Compare CSAT for AI vs Human Conversations in Intercom
One of the most important questions when deploying Fin AI is whether the customer experience is as good as human handling — or better. CSAT by conversation type is the cleanest answer to that question.
The manual comparison approach
- 1Export CSAT data from Intercom with conversation type tags.
- 2Separate Fin-handled from human-handled conversations.
- 3Calculate average CSAT for each group.

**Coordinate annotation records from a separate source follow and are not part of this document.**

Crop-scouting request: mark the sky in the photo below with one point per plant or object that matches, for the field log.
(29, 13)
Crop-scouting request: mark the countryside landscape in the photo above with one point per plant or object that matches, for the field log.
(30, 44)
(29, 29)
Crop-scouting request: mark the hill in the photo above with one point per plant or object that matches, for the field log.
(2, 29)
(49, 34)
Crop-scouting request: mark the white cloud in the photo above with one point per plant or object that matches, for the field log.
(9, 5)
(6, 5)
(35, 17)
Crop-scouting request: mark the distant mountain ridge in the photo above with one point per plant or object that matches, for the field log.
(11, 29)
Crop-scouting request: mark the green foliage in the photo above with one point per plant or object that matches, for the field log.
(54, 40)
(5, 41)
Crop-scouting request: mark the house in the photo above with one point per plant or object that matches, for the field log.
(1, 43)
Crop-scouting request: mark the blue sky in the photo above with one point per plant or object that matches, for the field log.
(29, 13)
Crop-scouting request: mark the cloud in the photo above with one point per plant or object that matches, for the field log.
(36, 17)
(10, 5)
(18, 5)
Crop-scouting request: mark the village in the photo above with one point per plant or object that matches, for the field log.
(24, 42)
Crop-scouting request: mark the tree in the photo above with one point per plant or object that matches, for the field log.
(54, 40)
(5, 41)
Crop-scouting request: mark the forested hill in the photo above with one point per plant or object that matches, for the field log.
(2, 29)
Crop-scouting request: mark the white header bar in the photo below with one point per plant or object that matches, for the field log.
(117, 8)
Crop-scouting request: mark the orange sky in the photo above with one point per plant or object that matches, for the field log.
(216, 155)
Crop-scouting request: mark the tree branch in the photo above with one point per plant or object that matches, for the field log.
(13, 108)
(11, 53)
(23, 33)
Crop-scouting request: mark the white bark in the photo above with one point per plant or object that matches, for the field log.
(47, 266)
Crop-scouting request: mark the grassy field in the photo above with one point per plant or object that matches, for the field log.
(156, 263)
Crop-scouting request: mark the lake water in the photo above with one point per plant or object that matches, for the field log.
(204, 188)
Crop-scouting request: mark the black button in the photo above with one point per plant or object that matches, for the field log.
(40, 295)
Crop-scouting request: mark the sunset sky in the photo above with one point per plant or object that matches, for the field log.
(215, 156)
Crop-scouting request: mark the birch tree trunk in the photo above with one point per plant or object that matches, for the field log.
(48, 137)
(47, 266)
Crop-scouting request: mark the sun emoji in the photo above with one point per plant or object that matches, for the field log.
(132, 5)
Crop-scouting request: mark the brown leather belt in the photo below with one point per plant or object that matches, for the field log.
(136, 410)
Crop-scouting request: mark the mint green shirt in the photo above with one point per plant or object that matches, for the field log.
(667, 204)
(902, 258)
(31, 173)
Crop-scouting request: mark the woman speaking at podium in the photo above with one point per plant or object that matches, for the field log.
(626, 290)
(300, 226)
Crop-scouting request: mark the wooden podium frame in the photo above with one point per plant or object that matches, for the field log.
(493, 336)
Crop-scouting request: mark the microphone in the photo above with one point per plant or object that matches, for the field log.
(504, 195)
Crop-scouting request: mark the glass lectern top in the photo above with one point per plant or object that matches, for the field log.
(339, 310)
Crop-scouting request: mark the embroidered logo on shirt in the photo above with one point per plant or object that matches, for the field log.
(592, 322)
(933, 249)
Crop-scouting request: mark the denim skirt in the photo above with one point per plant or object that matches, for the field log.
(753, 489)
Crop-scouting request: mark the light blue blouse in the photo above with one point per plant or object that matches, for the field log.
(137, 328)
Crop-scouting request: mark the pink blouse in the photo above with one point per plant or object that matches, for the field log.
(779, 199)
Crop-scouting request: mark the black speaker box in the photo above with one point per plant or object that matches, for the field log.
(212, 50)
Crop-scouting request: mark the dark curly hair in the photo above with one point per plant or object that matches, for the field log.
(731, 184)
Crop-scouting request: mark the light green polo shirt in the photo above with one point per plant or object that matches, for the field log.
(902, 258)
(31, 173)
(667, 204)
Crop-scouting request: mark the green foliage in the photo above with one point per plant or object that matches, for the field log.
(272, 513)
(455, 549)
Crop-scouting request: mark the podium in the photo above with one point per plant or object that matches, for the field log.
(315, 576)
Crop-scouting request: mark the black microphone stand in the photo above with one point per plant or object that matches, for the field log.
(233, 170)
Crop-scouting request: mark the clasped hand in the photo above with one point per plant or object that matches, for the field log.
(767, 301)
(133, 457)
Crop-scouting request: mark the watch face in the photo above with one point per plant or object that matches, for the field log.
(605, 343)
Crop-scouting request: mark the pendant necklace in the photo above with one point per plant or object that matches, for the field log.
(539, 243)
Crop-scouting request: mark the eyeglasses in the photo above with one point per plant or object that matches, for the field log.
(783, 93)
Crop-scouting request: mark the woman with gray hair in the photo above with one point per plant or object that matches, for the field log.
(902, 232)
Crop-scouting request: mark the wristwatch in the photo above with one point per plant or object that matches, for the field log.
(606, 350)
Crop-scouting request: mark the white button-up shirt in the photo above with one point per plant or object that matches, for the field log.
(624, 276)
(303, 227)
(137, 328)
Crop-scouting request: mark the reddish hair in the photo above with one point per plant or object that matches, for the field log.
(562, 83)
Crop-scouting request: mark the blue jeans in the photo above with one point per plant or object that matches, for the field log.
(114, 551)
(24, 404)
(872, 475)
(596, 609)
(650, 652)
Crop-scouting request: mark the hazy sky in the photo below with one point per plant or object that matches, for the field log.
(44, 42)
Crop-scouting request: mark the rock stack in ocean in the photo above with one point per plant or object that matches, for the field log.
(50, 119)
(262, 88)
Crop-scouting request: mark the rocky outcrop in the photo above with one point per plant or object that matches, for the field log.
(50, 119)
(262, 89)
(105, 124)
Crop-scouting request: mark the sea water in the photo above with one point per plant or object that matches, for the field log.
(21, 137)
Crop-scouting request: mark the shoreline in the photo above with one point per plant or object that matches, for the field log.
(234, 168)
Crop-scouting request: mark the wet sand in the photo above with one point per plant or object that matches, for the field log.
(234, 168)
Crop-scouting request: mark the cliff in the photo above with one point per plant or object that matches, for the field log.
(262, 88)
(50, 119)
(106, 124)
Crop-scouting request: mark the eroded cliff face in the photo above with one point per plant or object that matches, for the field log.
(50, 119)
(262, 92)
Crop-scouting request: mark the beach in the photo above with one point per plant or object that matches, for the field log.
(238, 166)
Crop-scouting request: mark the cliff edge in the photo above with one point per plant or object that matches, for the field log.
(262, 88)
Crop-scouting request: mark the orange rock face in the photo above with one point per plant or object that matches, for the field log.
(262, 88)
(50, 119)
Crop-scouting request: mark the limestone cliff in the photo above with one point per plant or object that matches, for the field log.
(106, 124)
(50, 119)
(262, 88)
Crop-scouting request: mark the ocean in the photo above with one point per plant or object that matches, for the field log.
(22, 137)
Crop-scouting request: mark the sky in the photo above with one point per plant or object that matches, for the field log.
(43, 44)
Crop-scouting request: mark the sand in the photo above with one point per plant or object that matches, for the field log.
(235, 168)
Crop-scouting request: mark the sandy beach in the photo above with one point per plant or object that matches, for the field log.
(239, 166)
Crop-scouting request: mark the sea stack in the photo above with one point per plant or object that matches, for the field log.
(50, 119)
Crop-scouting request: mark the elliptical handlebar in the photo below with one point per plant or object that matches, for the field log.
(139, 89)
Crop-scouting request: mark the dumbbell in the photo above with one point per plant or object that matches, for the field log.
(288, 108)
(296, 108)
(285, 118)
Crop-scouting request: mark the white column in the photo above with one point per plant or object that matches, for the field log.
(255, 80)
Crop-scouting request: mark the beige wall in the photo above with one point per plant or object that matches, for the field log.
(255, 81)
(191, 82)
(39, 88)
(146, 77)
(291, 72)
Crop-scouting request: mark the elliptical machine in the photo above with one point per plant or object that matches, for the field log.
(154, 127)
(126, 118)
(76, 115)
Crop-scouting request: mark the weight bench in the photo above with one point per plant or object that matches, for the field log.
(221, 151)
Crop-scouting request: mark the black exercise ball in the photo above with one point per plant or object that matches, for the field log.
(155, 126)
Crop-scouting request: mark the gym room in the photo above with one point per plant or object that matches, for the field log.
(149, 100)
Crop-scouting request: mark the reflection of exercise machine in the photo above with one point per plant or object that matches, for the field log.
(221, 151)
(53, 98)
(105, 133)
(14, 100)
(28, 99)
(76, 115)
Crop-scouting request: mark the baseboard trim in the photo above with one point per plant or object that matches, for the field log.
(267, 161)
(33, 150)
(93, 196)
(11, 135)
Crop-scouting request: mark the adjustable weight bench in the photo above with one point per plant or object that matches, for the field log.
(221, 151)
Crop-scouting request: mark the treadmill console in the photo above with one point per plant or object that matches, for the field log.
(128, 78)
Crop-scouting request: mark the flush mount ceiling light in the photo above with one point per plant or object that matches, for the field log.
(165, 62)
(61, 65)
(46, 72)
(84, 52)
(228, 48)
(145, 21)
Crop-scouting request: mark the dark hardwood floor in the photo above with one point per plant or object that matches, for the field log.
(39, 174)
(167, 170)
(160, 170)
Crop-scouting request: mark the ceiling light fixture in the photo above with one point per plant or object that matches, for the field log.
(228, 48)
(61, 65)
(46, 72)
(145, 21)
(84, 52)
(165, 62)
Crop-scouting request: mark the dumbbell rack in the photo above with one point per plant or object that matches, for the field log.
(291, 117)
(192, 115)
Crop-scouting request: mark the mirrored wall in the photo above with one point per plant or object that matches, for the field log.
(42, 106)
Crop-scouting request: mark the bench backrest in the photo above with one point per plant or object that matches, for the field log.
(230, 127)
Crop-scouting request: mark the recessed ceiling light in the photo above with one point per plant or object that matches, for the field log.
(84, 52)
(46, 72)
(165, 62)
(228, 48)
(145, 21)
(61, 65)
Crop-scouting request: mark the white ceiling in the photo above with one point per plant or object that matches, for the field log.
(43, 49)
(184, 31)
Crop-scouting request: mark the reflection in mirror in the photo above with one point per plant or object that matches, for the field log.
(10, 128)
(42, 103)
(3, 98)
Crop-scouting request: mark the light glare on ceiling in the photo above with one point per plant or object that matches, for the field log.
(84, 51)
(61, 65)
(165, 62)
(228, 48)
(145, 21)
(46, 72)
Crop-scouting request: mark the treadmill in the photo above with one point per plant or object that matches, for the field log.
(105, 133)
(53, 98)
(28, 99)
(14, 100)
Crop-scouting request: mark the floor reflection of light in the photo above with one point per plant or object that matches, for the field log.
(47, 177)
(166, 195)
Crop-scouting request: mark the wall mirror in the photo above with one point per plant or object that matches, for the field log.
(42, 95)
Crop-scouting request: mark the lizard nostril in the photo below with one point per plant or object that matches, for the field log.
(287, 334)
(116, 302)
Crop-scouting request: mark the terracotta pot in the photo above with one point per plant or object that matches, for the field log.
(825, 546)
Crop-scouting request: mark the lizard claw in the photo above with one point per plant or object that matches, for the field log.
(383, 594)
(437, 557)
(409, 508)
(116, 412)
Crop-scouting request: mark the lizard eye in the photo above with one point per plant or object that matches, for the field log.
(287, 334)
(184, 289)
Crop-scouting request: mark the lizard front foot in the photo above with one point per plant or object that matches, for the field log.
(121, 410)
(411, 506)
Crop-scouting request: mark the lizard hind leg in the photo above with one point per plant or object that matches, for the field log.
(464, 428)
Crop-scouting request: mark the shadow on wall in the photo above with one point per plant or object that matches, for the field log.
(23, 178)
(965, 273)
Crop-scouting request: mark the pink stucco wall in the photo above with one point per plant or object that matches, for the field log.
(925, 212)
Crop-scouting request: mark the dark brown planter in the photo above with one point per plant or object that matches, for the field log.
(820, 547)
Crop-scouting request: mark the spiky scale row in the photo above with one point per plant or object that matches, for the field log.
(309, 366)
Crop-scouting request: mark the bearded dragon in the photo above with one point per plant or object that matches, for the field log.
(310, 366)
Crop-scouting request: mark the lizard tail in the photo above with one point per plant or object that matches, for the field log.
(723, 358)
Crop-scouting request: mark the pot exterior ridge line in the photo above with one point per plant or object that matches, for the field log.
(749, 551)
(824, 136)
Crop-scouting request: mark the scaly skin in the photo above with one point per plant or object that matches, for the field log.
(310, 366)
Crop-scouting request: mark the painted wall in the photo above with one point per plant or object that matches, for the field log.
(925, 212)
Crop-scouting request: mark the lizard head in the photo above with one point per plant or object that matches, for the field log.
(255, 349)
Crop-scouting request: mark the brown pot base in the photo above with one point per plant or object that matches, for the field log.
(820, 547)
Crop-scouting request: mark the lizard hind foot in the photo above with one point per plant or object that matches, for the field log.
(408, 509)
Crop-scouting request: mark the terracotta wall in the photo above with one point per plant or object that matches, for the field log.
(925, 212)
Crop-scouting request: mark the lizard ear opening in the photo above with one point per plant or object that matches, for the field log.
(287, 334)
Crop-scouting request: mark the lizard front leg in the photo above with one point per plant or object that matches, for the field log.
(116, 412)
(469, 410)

- 4Compare and draw conclusions.
The problem: This analysis requires either a BI tool or careful spreadsheet work. Most teams never do it consistently, so they have no data to validate Fin's contribution.
With Supportman
CSAT alerts in Supportman include the agent name — Fin appears as the agent for AI-handled conversations. Over time, you can see in your Slack channel history which conversations were Fin-handled and how they rated.
- All CSAT ratings appear in Slack tagged with the handling agent (human or Fin).
- Filter your Slack channel history by "Fin" to see AI-specific ratings.
- Use Intercom Reports for the statistical aggregate if you need formal analysis.
Does Intercom attribute CSAT ratings to Fin AI separately?
Yes — Intercom's CSAT reports can be filtered by whether the conversation was fully handled by Fin, partially handled, or fully human. Supportman surfaces the same attribution in Slack.
What if Fin CSAT is lower than human CSAT — should I reduce Fin deflection?
Not necessarily. A small gap is expected — Fin handles different conversation types than humans. A large gap (>0.5 stars) usually indicates content gaps that can be fixed. Outright removal of Fin deflection is rarely the right answer.